You're given 1,000s or 10,000s of images of labels from herbarium sheets, and you need to extract the text from them. So, you'll want to run them through an OCR engine, like Tesseract. However, some images look like they've been used as a place mat at a child's pizza party, so you'll need to do some image processing on them before running them through OCR. So many images, and you don't know which need what processing without looking at them. The solution I'm using here is to combine an ensemble of image processing techniques and OCR engines into a single "best" text extraction.
We're taking a label like this.
And turning it into text like this.
Tarleton State University Herbarium (TAC)
Aster ericoides L.
Asteraceae Heath Aster
Texas, Erath County, Stephenville. Tarleton Agricultural Center. 0.1
miles from intersection Hwy 8 and College Farm Road. Area near
stock tank. Coordinates at entrance gate: 32° 14.889N, 98° 12.602W
Upland open. Scattered.
A. Nelson
N-1289 October 20, 2006
- Do nothing to the image. This works best with clean new herbarium sheets.
- We slightly blur the image, scale it to a size that works with many OCR images, orient the image to get it right side up, and then deskew the image to finetune its orientation.
- We perform all the steps in #2 and additionally perform a Sauvola (Sauvola & Pietikainen, 2000) binarization of the image, which often helps improve OCR results.
- We do all the steps in #3, then remove “snow” (image speckles) and fill in any small “holes” in the binarized image.
- Tesseract OCR (Smith 2007).
- EasyOCR (https://github.com/JaidedAI/EasyOCR).
Each have their strengths and weaknesses.
There are now up to 8 possible OCR results, one for every combination of image processing technique and OCR engine.
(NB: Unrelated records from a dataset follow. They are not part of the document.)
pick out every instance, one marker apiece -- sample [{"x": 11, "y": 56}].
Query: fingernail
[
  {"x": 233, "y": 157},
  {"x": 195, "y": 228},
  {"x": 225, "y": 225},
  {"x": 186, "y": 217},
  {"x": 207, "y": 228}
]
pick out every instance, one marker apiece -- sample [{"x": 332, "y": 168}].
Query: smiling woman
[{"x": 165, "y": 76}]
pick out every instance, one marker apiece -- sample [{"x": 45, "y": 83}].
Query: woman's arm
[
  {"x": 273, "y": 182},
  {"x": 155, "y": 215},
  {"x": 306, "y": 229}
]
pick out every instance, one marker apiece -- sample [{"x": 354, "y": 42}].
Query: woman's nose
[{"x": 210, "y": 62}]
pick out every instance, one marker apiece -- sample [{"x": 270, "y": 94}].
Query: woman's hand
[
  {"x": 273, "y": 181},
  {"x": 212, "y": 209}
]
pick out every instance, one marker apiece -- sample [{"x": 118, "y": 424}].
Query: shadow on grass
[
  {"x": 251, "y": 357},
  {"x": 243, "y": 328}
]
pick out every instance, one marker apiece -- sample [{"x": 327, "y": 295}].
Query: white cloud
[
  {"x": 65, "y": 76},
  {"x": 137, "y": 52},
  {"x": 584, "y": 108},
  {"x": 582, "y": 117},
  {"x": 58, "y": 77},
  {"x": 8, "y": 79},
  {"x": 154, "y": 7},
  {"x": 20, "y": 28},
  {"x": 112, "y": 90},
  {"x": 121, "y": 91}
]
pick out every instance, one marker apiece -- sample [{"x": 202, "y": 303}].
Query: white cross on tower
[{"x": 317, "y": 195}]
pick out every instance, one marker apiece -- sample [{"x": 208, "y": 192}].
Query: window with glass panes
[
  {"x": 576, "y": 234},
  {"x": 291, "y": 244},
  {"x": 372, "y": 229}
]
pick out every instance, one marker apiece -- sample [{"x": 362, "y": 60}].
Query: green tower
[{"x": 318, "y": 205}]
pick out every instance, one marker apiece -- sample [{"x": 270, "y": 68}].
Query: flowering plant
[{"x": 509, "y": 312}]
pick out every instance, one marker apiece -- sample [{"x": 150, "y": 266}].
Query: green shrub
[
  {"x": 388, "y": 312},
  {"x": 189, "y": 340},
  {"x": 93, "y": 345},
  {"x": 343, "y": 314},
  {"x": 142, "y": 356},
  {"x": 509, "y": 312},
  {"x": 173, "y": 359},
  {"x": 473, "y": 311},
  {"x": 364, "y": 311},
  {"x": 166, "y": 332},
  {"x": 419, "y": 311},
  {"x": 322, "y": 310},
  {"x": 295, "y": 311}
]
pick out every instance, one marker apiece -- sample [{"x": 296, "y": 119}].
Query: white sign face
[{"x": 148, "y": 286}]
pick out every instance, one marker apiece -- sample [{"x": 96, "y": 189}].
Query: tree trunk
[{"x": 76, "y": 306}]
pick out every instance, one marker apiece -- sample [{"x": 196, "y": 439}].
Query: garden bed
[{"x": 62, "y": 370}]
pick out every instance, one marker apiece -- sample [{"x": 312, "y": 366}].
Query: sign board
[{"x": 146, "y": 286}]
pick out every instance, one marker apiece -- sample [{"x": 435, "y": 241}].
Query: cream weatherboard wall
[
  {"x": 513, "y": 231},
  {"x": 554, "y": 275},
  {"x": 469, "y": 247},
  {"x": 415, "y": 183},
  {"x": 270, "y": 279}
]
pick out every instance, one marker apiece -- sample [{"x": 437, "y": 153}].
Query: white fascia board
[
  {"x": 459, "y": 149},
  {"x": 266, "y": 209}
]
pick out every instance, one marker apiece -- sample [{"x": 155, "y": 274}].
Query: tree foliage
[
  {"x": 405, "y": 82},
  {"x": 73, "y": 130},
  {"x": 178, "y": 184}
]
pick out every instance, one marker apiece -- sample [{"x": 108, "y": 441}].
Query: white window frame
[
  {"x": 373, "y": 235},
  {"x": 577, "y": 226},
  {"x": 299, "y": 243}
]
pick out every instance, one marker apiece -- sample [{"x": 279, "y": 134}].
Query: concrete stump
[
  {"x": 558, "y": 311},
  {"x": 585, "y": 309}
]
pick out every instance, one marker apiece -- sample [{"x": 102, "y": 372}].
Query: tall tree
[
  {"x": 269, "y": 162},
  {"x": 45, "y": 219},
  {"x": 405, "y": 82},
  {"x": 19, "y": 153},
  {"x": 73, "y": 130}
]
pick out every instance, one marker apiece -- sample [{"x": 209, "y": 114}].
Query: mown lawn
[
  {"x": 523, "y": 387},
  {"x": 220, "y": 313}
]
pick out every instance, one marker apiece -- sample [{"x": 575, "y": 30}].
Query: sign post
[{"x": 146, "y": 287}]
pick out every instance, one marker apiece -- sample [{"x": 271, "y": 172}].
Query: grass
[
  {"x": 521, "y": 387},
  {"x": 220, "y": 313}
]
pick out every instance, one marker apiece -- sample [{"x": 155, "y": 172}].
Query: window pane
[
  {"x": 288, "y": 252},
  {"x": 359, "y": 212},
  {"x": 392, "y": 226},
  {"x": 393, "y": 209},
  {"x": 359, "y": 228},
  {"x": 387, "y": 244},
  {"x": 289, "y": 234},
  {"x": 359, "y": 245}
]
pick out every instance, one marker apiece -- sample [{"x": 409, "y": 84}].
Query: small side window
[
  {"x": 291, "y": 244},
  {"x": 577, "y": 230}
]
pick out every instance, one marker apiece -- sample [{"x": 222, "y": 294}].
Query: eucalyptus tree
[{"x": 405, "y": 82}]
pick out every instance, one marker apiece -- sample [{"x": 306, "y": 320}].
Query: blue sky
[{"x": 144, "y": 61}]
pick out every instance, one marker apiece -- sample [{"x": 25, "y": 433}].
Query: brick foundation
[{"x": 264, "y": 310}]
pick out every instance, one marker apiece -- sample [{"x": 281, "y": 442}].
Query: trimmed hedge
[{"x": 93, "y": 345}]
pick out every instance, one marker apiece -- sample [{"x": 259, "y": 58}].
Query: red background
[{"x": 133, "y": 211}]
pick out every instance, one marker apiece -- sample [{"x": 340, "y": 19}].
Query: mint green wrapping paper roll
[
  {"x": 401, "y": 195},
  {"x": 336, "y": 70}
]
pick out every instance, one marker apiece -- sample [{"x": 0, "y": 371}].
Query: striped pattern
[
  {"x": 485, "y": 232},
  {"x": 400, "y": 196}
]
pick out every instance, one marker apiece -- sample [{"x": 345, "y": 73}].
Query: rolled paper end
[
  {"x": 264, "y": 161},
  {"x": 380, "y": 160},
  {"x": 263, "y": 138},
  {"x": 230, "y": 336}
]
We found, by scoring against a gold standard, that using all 8 combinations does not always yield the best results. Currently, we use 6/8 combinations with binarize/EasyOCR and denoise/EasyOCR deemed unhelpful.
Perform minor edits on each of the OCR results from above. These fix some common OCR errors like the addition of spaces before punctuation or common character substitutions.
Some OCR results from above may be terrible, and we will want to remove them. To do this we look for Levenshtein distance outliers.
- We get the Levenshtein distance of every pair of OCR results.
- Next we get the best pair, i.e. the pair with the lowest Levenshtein distance.
- We always keep the best 2.
- Finally, we remove OCR results that have a Levenshtein distance greater than a cutoff from the best score. From those best two. For example, if the cutoff is 128 and the best pair had a distance of 10 then any OCR result with a score greater than 138 from either of best pair gets removed.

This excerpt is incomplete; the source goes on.